Menteri Perdagangan beberapa kali turun ke pasar melihat kerumunan ibu-ibu yang menyerbu minyak goreng dan bertanya kepada para pedagang. Setelah itu pemerintah menetapkan semacam HET: harga minyak goreng curah Rp 14.000,- per liter. Pedagang yang menjual lebih dari HET akan ditindak.

Kebijakan pemerintah ternyata tidak efektif: minyak goreng tetap “lenyap” dari pasar. Harga memang tidak naik, tapi barangnya kosong. Kenapa tidak mau jual: pedagang serempak menjawab: Ketika kami beli beberapa bulan yang lalu, harganya lebih mahal.
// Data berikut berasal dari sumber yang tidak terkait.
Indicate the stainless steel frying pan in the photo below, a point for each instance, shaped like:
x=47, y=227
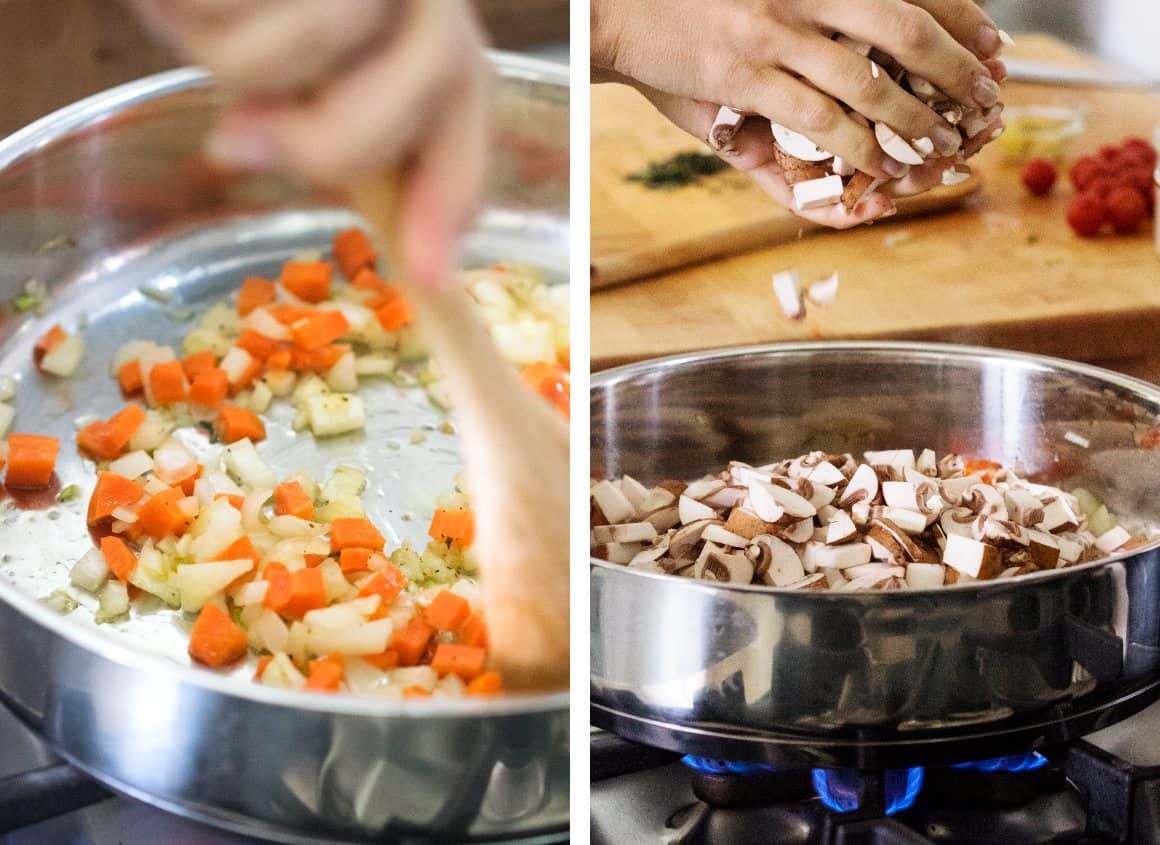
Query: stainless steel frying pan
x=110, y=204
x=877, y=678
Maka, mereka rugi jika dijual Rp 14.000,- per liter.

Ketika satu gudang minyak goreng di Jakarta berisi 1 juta lebih liter berhasil digrebek, kehebohan lain terjadi: ternyata ada pengusaha yang diam-diam menyimpan minyak goreng di gudangnya. Timbunan minyak goreng di gudang, ternyata, terungkap lagi di berbagai daerah. Ada pengusaha yang NAKAL dan BERMAIN. Hal itu terjadi 3 minggu yang lalu. Sampai sekarang, pihak berwajib belum juga menangkap dan menyeret pelaku penimbunan ke pengadilan. Kenapa didiamkan? Jangan tanya saya! Mungkin ada “orang kuat” di belakang misteri kekosongan minyak goreng. Tidak heran, sampai tulisan ini dibuat, 7 Maret 2022, misteri kenaikan harga minyak goreng masih belum terjawab dan di beberapa daerah antrean Panjang ibu-ibu masih terjadi.

Segera setelah heboh minyak goreng, masyarakat dikejutkan lagi oleh naiknya harga tahu tempe. Para pengrajin tahu tempe di Bekasi demo. Mereka mogok produksi, karena harga kacang kedelai meroket. Mungkin baru pertama kali ini, rakyat kecil sekali pun nyaris tidak sanggup mengkonsumsi tahu tempe, padahal tahu tempe sejak dulu makanan rakyat kecil kita.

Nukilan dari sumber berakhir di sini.